In the simulation of differential-algebraic equations (DAEs), it is essential to employ numerical schemes that take into account the inherent structure and maintain explicit or hidden algebraic constraints without altering them. This paper focuses on operator-splitting techniques for coupled systems and aims at preserving the structure in the port-Hamiltonian framework. The study explores two decomposition strategies: one considering the underlying coupled subsystem structure and the other addressing energy-associated properties such as conservation and dissipation.

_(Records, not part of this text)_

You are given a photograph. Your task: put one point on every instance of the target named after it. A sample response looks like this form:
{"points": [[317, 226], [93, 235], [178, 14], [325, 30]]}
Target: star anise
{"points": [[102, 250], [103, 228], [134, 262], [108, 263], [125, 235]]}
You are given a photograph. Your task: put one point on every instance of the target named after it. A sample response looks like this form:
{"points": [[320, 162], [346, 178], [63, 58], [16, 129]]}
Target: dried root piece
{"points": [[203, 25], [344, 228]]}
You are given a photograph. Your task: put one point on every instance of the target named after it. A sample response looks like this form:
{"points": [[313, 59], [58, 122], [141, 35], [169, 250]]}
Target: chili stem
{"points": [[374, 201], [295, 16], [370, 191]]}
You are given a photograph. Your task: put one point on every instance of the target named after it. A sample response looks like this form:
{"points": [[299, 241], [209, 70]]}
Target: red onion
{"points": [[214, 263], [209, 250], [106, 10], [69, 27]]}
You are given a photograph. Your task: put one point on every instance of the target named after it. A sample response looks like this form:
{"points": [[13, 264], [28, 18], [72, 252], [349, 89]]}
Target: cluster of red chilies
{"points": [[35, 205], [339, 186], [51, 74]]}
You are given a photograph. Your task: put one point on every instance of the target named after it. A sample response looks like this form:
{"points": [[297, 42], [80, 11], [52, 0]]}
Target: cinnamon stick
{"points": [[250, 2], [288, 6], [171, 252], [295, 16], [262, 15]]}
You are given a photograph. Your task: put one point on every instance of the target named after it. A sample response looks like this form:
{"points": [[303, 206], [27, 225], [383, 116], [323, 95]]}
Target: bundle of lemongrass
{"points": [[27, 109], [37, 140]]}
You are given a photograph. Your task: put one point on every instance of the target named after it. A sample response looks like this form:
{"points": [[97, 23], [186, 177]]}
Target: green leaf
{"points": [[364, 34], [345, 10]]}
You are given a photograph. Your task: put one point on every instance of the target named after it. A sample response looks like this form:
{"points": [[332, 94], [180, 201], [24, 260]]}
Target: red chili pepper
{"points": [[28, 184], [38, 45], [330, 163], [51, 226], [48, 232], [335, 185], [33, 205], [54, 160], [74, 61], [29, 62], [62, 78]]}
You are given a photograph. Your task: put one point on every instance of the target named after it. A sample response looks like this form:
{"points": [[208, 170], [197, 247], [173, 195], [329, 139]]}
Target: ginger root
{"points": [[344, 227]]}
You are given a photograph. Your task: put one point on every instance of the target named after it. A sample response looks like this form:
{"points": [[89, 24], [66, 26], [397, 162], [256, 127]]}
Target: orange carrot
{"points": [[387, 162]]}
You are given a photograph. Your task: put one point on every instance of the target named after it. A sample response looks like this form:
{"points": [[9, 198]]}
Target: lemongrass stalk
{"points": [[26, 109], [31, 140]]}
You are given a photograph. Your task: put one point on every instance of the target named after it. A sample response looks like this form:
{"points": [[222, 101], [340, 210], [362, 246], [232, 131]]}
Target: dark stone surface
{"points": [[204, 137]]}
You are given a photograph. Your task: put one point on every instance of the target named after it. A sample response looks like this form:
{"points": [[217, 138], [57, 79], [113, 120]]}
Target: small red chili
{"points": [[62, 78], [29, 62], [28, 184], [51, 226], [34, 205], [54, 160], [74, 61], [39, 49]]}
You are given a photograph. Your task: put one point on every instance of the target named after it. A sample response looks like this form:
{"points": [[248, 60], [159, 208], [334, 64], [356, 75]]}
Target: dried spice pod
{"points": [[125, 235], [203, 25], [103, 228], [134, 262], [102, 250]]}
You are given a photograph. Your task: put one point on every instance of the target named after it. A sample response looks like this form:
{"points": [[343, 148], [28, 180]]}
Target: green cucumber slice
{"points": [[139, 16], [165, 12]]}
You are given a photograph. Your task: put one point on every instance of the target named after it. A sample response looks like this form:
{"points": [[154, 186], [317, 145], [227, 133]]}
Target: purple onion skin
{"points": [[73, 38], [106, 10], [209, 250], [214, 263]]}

We show that for coupled index-$1$ DAEs with and without private index-2 variables, the splitting schemes on top of a dimension-reducing decomposition achieve the same convergence rate as in the case of ordinary differential equations. Additionally, we discuss an energy-associated decomposition for index-1 pH-DAEs and introduce generalized Cayley transforms to uphold energy conservation. The effectiveness of both strategies is evaluated using port-Hamiltonian benchmark examples from electric circuits.

翻译：在微分代数方程的仿真中，必须采用考虑其内在结构、保持显式或隐式代数约束而不加以改变的数值方案。本文聚焦于耦合系统的算子分裂技术，旨在端口-汉密尔顿框架内保持结构特性。研究探讨了两种分解策略：其一基于底层耦合子系统结构，其二针对能量相关特性（如守恒与耗散）。我们证明，对于含或不含私有指标-2变量的耦合指标-1微分代数方程，基于降维分解的分裂方案可达到常微分方程情形下的相同收敛阶。此外，针对指标-1 pH-微分代数方程，我们讨论了能量相关分解，并引入广义凯莱变换以保持能量守恒。通过来自电路的端口-汉密尔顿基准算例，评估了两种策略的有效性。